Barremian–Aptian organic-rich shales from Abu Gabra Formation in the Muglad Basin were analysed using geochemical and petrographic analyses. These analyses were used to define the origin, type of organic matters and the influencing factors of diagenesis, including organic matter input and preservation, and their relation to paleoenvironmental and paleoclimate conditions. The bulk geochemical characteristics indicated that the organic-rich shales were deposited in a lacustrine environment with seawater influence under suboxic conditions.
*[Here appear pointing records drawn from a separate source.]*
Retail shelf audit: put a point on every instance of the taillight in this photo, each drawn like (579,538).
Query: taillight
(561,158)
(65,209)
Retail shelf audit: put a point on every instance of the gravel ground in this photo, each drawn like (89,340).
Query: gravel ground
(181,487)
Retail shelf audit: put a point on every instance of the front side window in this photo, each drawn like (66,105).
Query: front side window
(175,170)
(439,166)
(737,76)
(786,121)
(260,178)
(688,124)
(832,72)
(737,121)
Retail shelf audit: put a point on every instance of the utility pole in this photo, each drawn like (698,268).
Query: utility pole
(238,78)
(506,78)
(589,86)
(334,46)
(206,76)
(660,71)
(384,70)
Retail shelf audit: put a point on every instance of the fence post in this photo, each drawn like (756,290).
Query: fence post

Their pyrolysis hydrogen index (HI) data provide evidence for a major contribution by Type I/II kerogen with HI values of >400 mg HC/g TOC and a minor Type II/III contribution with HI values <400 mg HC/g TOC. This is confirmed by kerogen microscopy, whereby the kerogen is characterized by large amounts of structured algae (Botryococcus) and structureless (amorphous) with a minor terrigenous organic matter input. An enhanced biological productivity within the photic zone of the water columns is also detected. The increased biological productivity in the organic-rich shales may be related to enhanced semi-arid/humid to humid-warm climate conditions. Therefore, a high bio-productivity in combination with good organic matter preservation favoured by enhanced algae sizes are suggested as the OM enrichment mechanisms within the studied basin.  相似文献   

12.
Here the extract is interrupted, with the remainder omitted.